Peter LindstromLawrence Livermore National Laboratory

With the exascale age fast approaching, new solutions are needed to cope with the fire hose of numerical data generated in simulations, experiments, and observations. Not only does data motion constitute a significant performance bottleneck and power consumer in parallel computing, but large data volumes also strain storage and bandwidth resources for archiving, disseminating, and analyzing the data. Data compression presents a partial solution to reducing data volumes, but traditional lossless compression rarely achieves more than a factor of two reduction; one to two orders of magnitude less than the expected needs for exascale computing. Moreover, floating-point data is already contaminated with error from several sources, including round-off, truncation, iteration, model, and sensor errors. Rather than spending precious storage to accurately represent what is effectively noise or information not needed for the task at hand, we advocate the use of lossy compression to boost compression. In this talk, Peter will discuss fpzip and zfp: two open source high-speed compressors designed for floating-point data. These compressors are able to bound relative or absolute compression-induced errors to limit data loss to an acceptable level. He will discuss error distributions associated with these compressors and how they might influence climate data analysis. In addition to being a tool for reducing I/O, zfp is an alternative, more economical floating-point representation on which numerical computations are possible. zfp provides C++ compressed array classes that replace conventional, uncompressed floating-point arrays with minimal code changes.
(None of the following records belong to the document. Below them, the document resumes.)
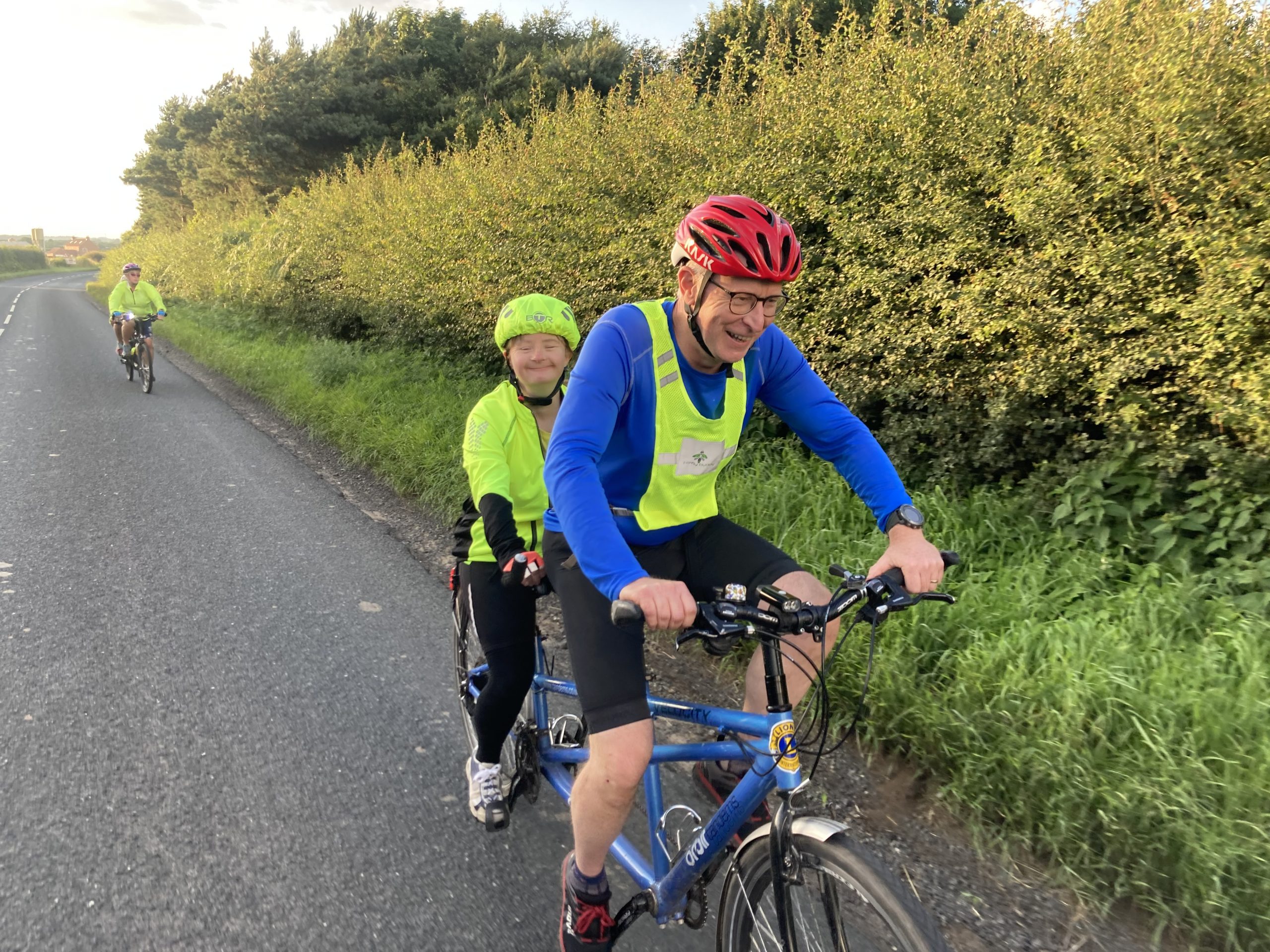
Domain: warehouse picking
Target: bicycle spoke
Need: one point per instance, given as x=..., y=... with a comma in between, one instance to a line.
x=755, y=918
x=798, y=899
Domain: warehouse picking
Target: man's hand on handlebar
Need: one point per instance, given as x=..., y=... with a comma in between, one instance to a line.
x=915, y=556
x=667, y=606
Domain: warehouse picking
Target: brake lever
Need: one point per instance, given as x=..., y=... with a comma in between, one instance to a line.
x=723, y=631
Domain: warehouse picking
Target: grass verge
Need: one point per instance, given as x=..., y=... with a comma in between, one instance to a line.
x=1103, y=714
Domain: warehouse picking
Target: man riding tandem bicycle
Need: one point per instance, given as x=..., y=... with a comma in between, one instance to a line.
x=657, y=404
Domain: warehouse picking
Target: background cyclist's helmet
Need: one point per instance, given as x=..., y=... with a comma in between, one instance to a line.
x=738, y=237
x=536, y=314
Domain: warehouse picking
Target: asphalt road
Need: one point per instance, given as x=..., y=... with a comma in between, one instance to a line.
x=225, y=719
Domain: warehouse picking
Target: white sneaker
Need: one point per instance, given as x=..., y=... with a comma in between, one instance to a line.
x=486, y=794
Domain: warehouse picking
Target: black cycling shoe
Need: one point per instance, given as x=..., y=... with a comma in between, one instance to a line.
x=584, y=927
x=719, y=782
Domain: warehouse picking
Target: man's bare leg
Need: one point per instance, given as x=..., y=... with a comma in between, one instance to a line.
x=605, y=790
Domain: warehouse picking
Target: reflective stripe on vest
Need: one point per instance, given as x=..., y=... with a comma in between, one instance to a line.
x=690, y=450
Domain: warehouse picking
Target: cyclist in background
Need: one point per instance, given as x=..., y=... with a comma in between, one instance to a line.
x=657, y=404
x=141, y=300
x=500, y=530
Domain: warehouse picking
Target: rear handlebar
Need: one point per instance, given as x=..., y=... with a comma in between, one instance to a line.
x=786, y=615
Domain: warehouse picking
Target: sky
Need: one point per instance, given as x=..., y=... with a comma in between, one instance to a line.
x=84, y=80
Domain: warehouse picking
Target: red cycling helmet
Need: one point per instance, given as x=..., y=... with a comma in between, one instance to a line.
x=738, y=237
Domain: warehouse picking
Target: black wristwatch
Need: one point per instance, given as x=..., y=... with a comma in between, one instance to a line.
x=907, y=516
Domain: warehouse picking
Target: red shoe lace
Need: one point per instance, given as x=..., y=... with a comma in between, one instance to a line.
x=588, y=914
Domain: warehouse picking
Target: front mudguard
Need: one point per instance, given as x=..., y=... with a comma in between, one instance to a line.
x=818, y=828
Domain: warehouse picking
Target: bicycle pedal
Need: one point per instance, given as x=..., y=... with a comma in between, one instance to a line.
x=495, y=823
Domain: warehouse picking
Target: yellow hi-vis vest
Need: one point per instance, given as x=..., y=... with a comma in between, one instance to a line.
x=690, y=450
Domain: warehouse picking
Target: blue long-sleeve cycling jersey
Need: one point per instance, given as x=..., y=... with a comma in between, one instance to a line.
x=602, y=445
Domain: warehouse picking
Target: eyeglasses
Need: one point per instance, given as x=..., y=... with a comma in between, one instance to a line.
x=745, y=302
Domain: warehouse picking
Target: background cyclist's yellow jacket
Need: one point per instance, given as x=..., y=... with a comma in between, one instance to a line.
x=504, y=459
x=141, y=301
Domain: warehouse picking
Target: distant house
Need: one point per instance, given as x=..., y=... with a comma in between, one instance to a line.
x=73, y=249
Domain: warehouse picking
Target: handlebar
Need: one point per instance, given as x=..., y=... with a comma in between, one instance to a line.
x=727, y=619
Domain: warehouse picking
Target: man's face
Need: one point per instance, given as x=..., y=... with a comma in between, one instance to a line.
x=731, y=336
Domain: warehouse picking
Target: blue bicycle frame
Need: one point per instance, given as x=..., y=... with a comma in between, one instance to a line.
x=666, y=884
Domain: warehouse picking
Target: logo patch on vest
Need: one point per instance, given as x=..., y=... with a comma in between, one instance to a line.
x=697, y=457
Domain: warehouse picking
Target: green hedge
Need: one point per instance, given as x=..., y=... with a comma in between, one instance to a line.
x=22, y=259
x=1023, y=244
x=1108, y=715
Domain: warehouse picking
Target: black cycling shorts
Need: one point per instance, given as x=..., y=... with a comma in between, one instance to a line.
x=607, y=659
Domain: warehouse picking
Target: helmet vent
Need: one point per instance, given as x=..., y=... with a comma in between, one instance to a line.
x=745, y=253
x=767, y=252
x=728, y=210
x=705, y=244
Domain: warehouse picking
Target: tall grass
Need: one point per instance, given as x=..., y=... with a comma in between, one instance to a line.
x=1104, y=714
x=394, y=411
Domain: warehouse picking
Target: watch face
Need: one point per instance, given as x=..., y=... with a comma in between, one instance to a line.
x=911, y=516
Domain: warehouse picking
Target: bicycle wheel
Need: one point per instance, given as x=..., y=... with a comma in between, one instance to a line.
x=842, y=899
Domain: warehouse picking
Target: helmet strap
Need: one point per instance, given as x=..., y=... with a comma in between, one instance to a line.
x=694, y=324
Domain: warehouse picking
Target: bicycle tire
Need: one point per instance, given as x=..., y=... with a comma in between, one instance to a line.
x=873, y=910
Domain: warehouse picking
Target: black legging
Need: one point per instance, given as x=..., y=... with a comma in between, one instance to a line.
x=504, y=619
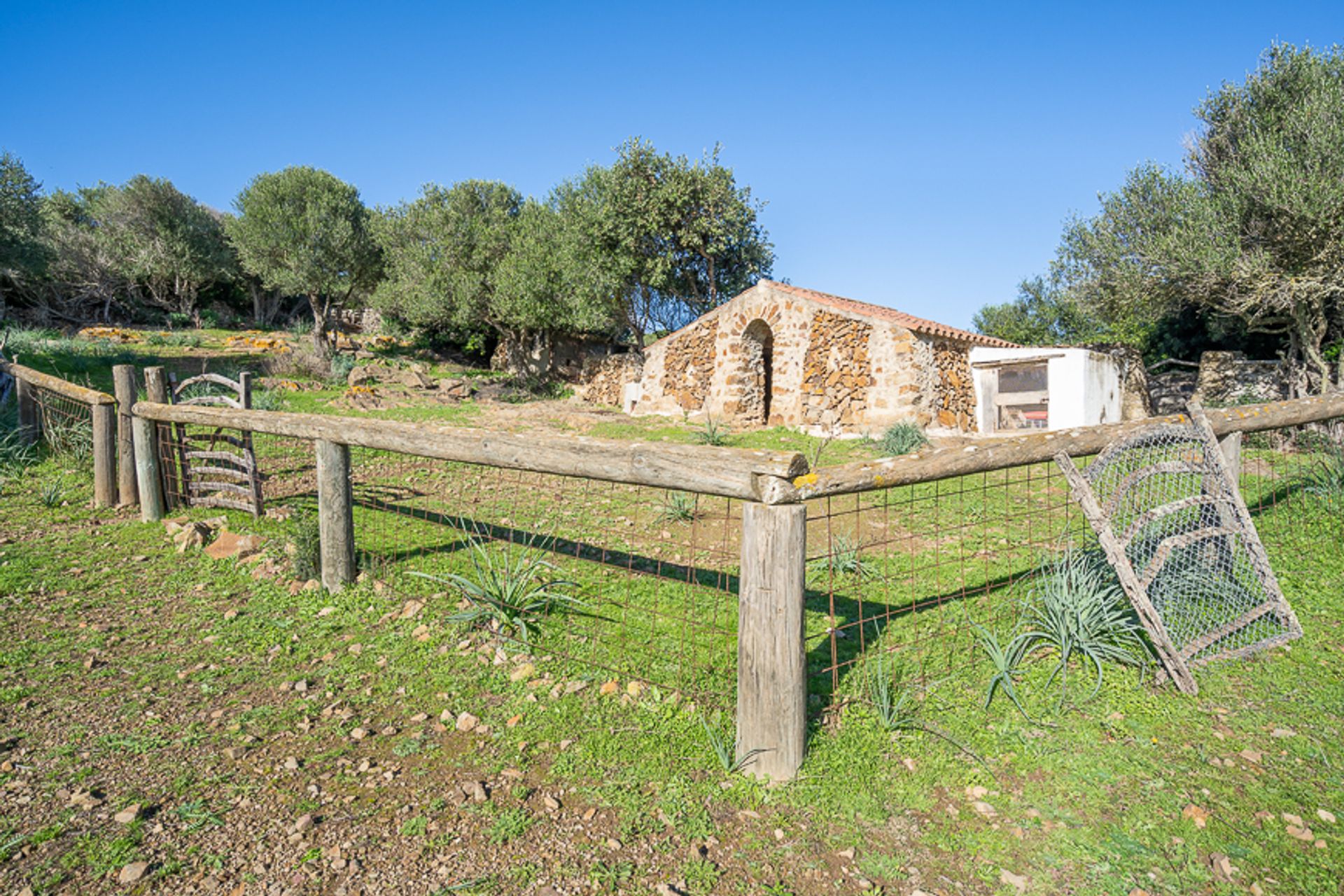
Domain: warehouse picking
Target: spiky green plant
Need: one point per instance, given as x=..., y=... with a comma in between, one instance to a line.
x=713, y=433
x=510, y=590
x=679, y=507
x=51, y=495
x=69, y=437
x=843, y=561
x=1326, y=480
x=1078, y=609
x=897, y=707
x=1007, y=663
x=902, y=438
x=726, y=750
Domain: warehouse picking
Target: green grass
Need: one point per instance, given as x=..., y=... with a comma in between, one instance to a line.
x=1088, y=798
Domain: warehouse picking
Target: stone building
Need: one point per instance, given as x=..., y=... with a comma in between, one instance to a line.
x=778, y=355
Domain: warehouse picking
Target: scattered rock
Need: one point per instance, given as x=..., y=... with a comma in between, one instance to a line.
x=128, y=814
x=1195, y=814
x=230, y=545
x=132, y=874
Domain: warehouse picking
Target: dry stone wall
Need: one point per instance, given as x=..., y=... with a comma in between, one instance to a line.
x=605, y=379
x=689, y=365
x=955, y=396
x=836, y=371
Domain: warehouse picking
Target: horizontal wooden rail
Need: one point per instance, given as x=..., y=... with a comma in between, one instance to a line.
x=57, y=384
x=999, y=453
x=736, y=473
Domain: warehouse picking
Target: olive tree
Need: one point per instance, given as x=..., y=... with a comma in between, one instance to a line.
x=305, y=232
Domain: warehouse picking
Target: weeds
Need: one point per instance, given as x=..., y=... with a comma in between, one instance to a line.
x=726, y=751
x=198, y=814
x=898, y=710
x=902, y=438
x=713, y=433
x=679, y=507
x=1327, y=479
x=69, y=437
x=508, y=825
x=51, y=495
x=307, y=558
x=609, y=878
x=510, y=590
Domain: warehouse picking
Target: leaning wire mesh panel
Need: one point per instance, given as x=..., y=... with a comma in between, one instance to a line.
x=608, y=580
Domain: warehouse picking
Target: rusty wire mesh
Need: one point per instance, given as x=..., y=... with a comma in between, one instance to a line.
x=66, y=424
x=899, y=573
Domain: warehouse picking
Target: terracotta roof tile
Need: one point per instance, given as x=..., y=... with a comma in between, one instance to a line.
x=909, y=321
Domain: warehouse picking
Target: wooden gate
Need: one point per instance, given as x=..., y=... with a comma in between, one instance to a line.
x=217, y=469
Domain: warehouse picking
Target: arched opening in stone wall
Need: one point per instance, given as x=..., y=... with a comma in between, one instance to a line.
x=757, y=377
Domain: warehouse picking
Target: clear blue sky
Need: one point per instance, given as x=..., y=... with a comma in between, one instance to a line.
x=921, y=156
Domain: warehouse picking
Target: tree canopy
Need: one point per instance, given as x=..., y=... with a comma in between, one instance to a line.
x=307, y=232
x=1247, y=242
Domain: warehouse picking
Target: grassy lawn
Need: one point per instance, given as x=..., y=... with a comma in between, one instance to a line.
x=232, y=704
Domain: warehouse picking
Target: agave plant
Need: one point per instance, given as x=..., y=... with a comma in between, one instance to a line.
x=714, y=433
x=510, y=590
x=726, y=751
x=844, y=559
x=1078, y=609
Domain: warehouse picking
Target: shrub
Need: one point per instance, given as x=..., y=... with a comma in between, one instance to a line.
x=902, y=438
x=340, y=368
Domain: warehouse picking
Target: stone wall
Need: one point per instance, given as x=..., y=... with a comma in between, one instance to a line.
x=836, y=372
x=604, y=379
x=689, y=365
x=1230, y=378
x=955, y=388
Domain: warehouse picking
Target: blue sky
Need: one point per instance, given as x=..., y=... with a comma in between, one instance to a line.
x=921, y=156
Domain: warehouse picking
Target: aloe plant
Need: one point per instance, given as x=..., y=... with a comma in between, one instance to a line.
x=510, y=590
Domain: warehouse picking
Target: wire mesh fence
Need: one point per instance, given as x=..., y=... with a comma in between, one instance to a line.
x=651, y=577
x=65, y=424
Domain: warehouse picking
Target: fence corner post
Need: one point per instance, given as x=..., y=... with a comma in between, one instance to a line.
x=30, y=424
x=772, y=656
x=335, y=514
x=125, y=390
x=148, y=480
x=104, y=454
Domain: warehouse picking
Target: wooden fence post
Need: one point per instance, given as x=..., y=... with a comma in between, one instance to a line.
x=104, y=454
x=156, y=390
x=1231, y=445
x=335, y=516
x=146, y=434
x=30, y=424
x=124, y=386
x=772, y=657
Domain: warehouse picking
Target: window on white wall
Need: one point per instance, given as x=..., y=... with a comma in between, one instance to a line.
x=1023, y=400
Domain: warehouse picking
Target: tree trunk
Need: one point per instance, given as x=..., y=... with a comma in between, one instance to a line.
x=320, y=346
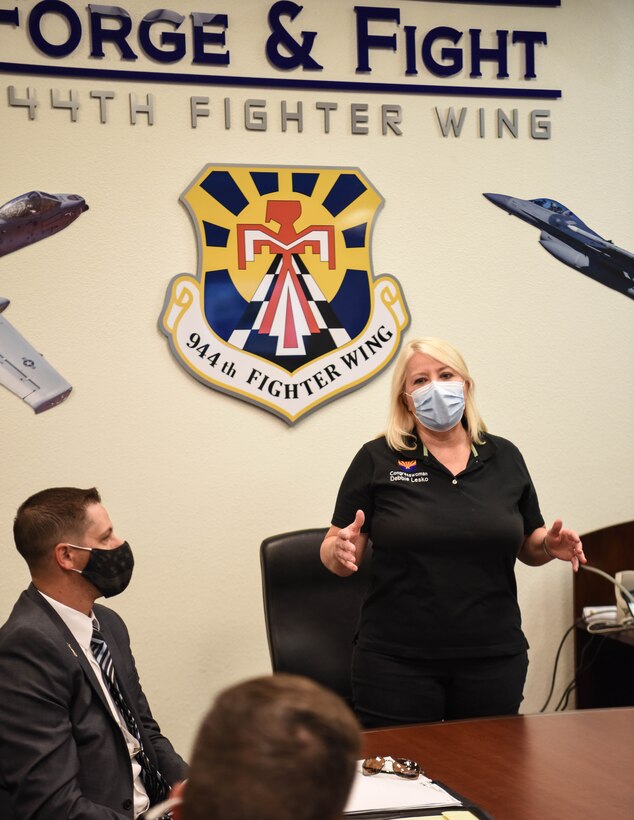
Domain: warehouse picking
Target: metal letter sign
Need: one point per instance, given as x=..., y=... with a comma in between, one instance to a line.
x=285, y=311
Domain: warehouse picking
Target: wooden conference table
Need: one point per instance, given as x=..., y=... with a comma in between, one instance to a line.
x=558, y=766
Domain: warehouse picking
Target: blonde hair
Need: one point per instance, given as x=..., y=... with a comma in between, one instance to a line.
x=401, y=423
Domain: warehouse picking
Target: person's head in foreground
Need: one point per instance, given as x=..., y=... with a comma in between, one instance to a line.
x=280, y=747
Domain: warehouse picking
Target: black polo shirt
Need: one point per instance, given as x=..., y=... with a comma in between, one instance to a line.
x=444, y=548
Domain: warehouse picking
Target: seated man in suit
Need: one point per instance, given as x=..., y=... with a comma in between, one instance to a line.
x=279, y=747
x=78, y=738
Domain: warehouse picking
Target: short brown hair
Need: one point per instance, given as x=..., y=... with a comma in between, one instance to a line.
x=49, y=517
x=280, y=747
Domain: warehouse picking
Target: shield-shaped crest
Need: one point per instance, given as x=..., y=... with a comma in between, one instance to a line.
x=285, y=311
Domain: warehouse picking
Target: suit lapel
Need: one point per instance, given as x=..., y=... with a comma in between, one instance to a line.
x=60, y=630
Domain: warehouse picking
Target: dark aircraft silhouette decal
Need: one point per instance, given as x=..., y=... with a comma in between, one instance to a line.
x=24, y=220
x=572, y=242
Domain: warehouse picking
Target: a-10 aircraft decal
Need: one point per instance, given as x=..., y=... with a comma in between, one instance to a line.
x=571, y=241
x=24, y=220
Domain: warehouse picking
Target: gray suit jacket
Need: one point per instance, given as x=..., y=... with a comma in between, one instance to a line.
x=62, y=755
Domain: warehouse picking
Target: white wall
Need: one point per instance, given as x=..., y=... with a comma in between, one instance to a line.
x=195, y=479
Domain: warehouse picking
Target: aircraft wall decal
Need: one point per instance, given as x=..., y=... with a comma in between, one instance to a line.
x=24, y=220
x=572, y=242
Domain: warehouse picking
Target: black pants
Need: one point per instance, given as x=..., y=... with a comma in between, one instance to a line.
x=391, y=691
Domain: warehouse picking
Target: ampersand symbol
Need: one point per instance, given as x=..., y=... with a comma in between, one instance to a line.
x=298, y=52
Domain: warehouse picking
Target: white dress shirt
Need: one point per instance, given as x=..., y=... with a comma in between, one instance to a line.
x=81, y=627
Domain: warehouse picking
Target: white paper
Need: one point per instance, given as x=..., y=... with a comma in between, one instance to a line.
x=387, y=791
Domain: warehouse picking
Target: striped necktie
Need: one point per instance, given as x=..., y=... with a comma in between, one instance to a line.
x=154, y=782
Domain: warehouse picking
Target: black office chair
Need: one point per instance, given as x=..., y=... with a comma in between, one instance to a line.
x=311, y=615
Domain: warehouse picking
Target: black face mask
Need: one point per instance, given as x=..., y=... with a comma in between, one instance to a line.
x=109, y=570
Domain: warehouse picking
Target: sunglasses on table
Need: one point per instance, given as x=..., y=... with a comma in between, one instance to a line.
x=400, y=766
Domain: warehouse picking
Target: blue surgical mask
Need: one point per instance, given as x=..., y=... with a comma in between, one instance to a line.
x=439, y=406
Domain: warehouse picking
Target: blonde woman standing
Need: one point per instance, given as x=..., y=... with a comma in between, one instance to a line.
x=448, y=508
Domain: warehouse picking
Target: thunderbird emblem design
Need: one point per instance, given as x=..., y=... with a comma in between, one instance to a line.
x=285, y=311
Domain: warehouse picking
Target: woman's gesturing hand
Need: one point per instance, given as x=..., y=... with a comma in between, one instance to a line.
x=564, y=544
x=345, y=545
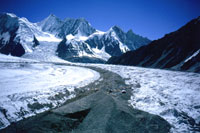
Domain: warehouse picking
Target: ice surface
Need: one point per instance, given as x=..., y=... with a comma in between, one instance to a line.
x=29, y=87
x=172, y=95
x=5, y=37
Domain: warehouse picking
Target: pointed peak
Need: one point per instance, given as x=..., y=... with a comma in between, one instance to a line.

He will present results of using fpzip and zfp to store arrays in compressed form within physics simulations, during data analysis, and in visualization, where 100x data reduction or more is possible.

Biography

Peter Lindstrom is a Computer Scientist in the Center for Applied Scientific Computing at Lawrence Livermore National Laboratory, where he leads several research efforts on data compression. He is the chief architect of the fpzip and zfp floating-point compressors for scientific data and leads the effort to make zfp production ready for the U.S. Department of Energy's Exascale Computing Project. Peter received a Ph.D. in Computer Science from Georgia Institute of Technology in 2000 and B.S. degrees in Computer Science, Mathematics, and Physics from Elon University. His primary research areas include data compression, scientific visualization, computer graphics, and scientific computing.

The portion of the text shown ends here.